We imagine that the admiration of the works of celebrated men has become common, because the admiration of their names has become so.
Liberty is the only true riches: of all the rest we are at once the masters and the slaves.
The discussing the characters and foibles of common friends is a great sweetness and cement of friendship.
Power is pleasure; and pleasure sweetens pain.
Prejudice is never easy unless it can pass itself off for reason.
What are the publications that succeed? Those that pretend to teach the public that the persons they have been accustomed unwittingly to look up to as the lights of the earth are no better than themselves.
Those who are fond of setting things to rights, have no great objection to seeing them wrong.
Learning is the knowledge of that which none but the learned know.
Persons of slender intellectual stamina dread competition, as dwarfs are afraid of being run over in the street.
No man would, I think, exchange his existence with any other man, however fortunate. We had as lief not be, as not be ourselves.
The greatest reverses of fortune are the most easily borne from a sort of dignity belonging to them.
A thought must tell at once, or not at all.
We are not satisfied to be right, unless we can prove others to be quite wrong.

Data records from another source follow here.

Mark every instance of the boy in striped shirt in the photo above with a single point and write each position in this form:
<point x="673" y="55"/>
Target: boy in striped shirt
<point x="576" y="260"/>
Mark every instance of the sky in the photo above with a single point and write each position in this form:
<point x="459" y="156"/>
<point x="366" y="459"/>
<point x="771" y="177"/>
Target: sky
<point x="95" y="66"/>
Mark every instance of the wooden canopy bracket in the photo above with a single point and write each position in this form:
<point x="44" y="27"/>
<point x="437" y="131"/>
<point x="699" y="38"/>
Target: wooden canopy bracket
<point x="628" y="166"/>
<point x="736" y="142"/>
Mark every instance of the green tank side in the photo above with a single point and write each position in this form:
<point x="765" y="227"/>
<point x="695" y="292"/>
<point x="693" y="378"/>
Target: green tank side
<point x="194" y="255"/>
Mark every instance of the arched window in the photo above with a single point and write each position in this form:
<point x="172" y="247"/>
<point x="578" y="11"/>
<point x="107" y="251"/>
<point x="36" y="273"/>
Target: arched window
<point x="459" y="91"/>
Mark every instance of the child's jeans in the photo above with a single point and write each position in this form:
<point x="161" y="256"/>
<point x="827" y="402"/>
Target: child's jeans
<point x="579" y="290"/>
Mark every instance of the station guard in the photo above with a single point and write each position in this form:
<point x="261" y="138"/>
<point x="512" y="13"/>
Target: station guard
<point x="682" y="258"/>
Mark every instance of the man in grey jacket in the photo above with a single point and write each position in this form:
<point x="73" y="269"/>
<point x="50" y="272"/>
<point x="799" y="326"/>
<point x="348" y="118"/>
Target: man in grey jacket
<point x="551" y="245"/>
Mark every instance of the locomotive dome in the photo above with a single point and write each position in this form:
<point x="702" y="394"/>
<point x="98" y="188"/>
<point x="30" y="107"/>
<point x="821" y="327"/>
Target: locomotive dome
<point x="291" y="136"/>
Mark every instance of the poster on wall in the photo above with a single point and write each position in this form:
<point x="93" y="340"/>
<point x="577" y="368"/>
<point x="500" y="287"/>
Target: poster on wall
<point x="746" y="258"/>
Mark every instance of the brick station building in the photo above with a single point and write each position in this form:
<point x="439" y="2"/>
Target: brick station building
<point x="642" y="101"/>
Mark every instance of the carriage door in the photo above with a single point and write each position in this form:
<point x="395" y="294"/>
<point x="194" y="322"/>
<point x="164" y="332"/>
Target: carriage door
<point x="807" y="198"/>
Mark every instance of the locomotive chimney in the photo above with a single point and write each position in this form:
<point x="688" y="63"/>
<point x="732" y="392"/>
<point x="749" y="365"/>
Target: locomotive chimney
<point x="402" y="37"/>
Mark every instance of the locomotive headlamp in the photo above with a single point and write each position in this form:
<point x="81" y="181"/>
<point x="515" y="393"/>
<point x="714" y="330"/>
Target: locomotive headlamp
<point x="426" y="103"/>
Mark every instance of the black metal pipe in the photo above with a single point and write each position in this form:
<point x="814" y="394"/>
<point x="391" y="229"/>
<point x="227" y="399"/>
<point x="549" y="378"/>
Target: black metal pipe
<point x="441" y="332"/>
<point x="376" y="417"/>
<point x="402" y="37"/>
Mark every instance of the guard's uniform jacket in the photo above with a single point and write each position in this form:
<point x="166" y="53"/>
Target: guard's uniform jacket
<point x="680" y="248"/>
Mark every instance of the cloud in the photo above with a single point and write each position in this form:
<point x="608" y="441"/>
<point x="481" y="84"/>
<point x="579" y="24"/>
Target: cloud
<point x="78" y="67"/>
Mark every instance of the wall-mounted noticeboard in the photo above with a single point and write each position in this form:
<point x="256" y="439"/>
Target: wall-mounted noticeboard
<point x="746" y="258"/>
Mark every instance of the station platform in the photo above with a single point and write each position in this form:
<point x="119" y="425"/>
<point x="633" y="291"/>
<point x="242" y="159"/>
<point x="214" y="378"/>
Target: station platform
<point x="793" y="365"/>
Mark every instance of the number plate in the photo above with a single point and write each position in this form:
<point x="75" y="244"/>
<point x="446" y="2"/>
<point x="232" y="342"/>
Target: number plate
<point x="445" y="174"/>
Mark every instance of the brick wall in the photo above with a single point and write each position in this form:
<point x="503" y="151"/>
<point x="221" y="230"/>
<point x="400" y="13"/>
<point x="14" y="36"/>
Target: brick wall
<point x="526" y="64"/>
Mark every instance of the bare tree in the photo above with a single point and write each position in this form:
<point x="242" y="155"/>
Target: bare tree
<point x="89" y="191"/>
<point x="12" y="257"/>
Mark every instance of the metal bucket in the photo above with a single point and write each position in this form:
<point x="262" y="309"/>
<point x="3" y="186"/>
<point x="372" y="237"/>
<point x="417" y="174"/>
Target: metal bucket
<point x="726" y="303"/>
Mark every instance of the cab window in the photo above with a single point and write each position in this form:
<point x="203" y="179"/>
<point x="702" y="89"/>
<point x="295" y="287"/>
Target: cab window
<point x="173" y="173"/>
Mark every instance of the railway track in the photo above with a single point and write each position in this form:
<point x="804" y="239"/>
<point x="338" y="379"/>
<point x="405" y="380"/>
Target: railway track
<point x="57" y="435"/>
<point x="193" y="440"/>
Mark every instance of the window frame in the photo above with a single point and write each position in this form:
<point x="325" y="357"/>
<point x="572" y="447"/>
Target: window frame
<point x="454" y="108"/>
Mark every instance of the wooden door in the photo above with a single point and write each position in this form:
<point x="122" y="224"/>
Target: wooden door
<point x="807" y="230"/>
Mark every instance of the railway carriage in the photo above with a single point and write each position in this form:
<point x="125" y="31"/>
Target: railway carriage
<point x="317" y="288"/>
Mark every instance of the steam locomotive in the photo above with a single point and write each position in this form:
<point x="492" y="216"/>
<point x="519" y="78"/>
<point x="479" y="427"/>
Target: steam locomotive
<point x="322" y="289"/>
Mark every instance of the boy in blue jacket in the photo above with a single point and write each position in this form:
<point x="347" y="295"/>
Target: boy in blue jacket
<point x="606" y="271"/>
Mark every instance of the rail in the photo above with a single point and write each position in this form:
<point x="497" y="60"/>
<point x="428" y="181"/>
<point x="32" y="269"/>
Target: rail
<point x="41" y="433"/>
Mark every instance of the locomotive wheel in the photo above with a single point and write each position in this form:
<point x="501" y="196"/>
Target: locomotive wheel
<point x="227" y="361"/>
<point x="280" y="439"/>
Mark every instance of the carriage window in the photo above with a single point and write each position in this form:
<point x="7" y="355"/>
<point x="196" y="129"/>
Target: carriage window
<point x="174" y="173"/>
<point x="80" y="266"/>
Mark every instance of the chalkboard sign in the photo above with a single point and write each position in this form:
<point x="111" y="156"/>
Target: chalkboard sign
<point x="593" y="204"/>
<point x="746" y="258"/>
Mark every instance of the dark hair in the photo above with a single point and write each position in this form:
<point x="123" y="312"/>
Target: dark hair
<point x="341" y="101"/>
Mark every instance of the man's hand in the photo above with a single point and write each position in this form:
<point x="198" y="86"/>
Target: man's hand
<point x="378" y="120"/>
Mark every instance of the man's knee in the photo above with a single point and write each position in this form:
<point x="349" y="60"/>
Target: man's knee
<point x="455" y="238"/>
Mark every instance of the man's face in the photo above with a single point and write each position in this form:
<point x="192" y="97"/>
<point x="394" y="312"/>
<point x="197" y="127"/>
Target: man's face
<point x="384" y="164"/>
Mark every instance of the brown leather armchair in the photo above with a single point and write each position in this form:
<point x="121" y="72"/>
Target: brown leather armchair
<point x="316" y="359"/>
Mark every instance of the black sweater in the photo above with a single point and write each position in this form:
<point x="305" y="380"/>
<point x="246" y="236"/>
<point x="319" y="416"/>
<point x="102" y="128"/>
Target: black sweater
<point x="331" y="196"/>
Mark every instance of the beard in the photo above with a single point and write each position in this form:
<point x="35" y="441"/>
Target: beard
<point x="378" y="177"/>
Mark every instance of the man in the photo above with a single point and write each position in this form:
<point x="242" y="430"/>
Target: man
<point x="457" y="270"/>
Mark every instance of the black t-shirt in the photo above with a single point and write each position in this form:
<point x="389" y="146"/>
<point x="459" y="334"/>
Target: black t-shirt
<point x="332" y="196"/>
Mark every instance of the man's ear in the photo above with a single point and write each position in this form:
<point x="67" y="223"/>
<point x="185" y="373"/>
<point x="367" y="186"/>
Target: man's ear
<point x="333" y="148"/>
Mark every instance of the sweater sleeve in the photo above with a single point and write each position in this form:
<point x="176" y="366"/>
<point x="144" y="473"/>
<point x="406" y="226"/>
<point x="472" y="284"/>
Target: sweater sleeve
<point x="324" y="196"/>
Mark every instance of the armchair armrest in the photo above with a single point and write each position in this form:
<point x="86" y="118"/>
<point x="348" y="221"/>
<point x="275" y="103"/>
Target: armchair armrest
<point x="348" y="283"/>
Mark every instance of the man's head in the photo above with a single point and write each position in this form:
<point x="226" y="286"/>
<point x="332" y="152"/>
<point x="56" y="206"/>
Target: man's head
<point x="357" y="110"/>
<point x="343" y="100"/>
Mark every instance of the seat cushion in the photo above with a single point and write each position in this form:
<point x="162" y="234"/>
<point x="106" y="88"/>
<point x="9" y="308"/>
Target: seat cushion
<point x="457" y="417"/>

He who is as faithful to his principles as he is to himself is the true partisan.
Society is a more level surface than we imagine. Wise men or absolute fools are hard to be met with, as there are few giants or dwarfs.
True friendship is self-love at second-hand.
From the height from which the great look down on the world all the rest of mankind seem equal.
He who comes up to his own idea of greatness must always have had a very low standard of it in his mind.
The greatest grossness sometimes accompanies the greatest refinement, as a natural relief.
Those who have had none of the cares of this life to harass and disturb them, have been obliged to have recourse to the hopes and fears of the next to vary the prospect before them.